Quite a one-two punch. First, Kevin Leininger's column:
The state collected $395,686 in food and beverage taxes from Allen County bars and restaurants in June, down a whopping 27.8 percent from the same time last year.
A reasonable person might conclude the decrease had something to do with the city's near-absolute public smoking ban, which took effect June 1. A reasonable person might also expect members of City Council to show some concern over the economic hardships their actions may have caused.
Instead, in a buck-passing display of epic proportions, some council members last month actually tried to blame the county for the loss of business that may have already forced some city bars to close.
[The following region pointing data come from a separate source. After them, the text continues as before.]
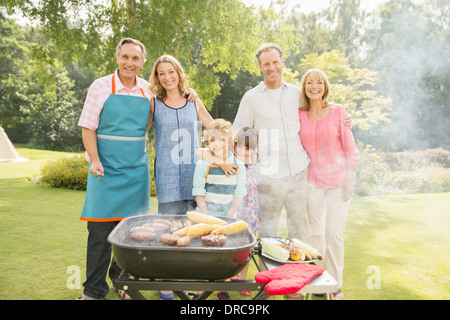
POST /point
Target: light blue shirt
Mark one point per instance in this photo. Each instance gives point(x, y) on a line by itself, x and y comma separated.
point(217, 188)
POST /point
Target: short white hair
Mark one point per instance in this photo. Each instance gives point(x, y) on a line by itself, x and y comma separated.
point(133, 41)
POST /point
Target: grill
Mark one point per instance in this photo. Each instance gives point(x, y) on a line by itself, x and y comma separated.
point(150, 265)
point(154, 260)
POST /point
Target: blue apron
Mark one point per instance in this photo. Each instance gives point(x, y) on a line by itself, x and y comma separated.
point(176, 132)
point(121, 144)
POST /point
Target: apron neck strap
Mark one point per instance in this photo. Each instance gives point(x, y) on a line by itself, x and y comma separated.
point(114, 87)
Then there is Bob Caylor's story, same day:
In recent years, three-way liquor licenses - which allow the sale of beer, wine and hard liquor — have commanded $100,000 to $120,000 on the open market, Charleston Auctions Inc. President Chad Olson told prospective bidders Monday.
But that was before the city's smoking ban brought new uncertainty to the tavern, nightclub and restaurant businesses. It was also before the state's widespread crackdown on Cherry Masters deprived many bar owners of that long-tolerated but illegal stream of income.
When Olson closed the bidding on the liquor license for Northwood Bar and Grill, 6035 Stellhorn Road, the top bid was only $65,000. That was below Northwood owner Peter Tsuleff's reserve, and he ultimately decided against selling, at least for now.
Perhaps City Council members are right, and revenue from non-smokers will more than make up for the revenue lost from smokers. But the nearby presence of county bars at which people can still smoke seems to be creating a unique situation here. How much evidence must accumulate before council members change their tune from "It will all get better" to a more honest "We're sorry for the hardship, but the public health comes first"?